The Jubilee anthem rang out across Launceston’s Princes Square and the people sang: “Our land is free, broken Tasmania’s chain, washed out the hated stain, ended the strife and pain, blest Jubilee”.
While celebrations were the order of the day in the state’s North, Governor Dennison of Hobart considered that rejoicing would perpetuate feelings of hostility between the different classes, and refused to shut the government offices.
Curator of history at Launceston’s Queen Victoria Museum and Art Gallery, Jon Addison, believes that while the Jubilee celebrations were constructed at first to celebrate 50 years of British settlement, the real reason soon became clear.
“The Anti-Transportation League had to take the moral high ground at all times, it couldn’t be perceived to be gloating over its victory, with many still angered at cessation, its members needed to find a pretext for their celebrations,” Mr Addison said.
“The celebrations were varied throughout Tasmania, with pig and tar barrel chasing in Port Sorell to the community celebrations held in Princes Square in Launceston, which included the erection of the Jubilee Arch, made entirely of native greenery, which took two days to assemble.”
The Anti-Transportation League had led the charge to end transportation of convicts with the help of leading figure of the time Rev.

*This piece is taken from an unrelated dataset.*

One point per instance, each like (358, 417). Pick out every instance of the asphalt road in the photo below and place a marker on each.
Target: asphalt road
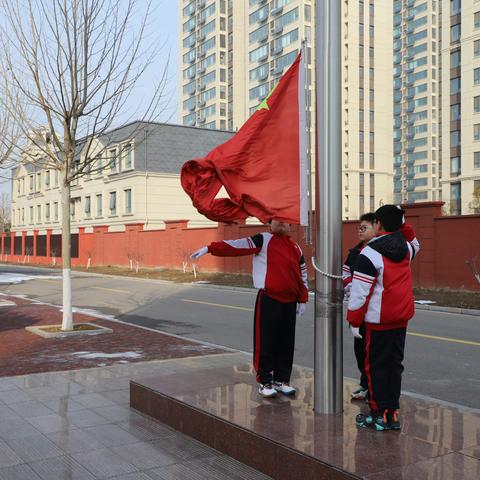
(442, 356)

John West.
Rev. West was involved with The Launceston Examiner in March, 1842 and became a leading editorial writer, using both his religious pulpit and the paper to exact his great moral crusade for the abolition of transportation.

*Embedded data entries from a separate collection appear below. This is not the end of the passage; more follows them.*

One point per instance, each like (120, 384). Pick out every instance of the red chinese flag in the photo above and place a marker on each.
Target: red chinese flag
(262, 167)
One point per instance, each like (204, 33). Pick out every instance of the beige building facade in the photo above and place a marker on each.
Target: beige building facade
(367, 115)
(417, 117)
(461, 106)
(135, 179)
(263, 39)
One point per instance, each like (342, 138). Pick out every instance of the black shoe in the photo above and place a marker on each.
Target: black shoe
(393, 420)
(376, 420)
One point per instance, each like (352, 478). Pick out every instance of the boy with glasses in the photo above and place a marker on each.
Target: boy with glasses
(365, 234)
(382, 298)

He believed convictism was socially and morally evil and he used his first article to attack transportation and its detrimental effect on building a respectable, sound and prosperous society as it brought “ignorance, disorder and crime, and intensified class struggle”.
“Our stand must not be upon commercial considerations, but upon Christian duty . . . we shall leave no measure unemployed to save our children from ruin and our fellow colonists from destruction,” he said.
While not everyone agreed with Rev. West’s editorials, there is no doubt he drove a change in public opinion and according to biographer Patricia Ratcliffe “for the betterment of Launceston in the 1840s”. Mr Addison believes, however, that Rev. West had ulterior motives other than the well-being of convicts.
“He was not going into this with the convicts in mind, his priorities were the free settlers, the fine upstanding middle-class citizens he represented and who were a part of his congregation,” Mr Addison said.
Despite the dual motivation for the Jubilee Festival, the Jubilee celebrations brought the people of Van Diemen’s Land together and officially ended its convict ties to the mother country.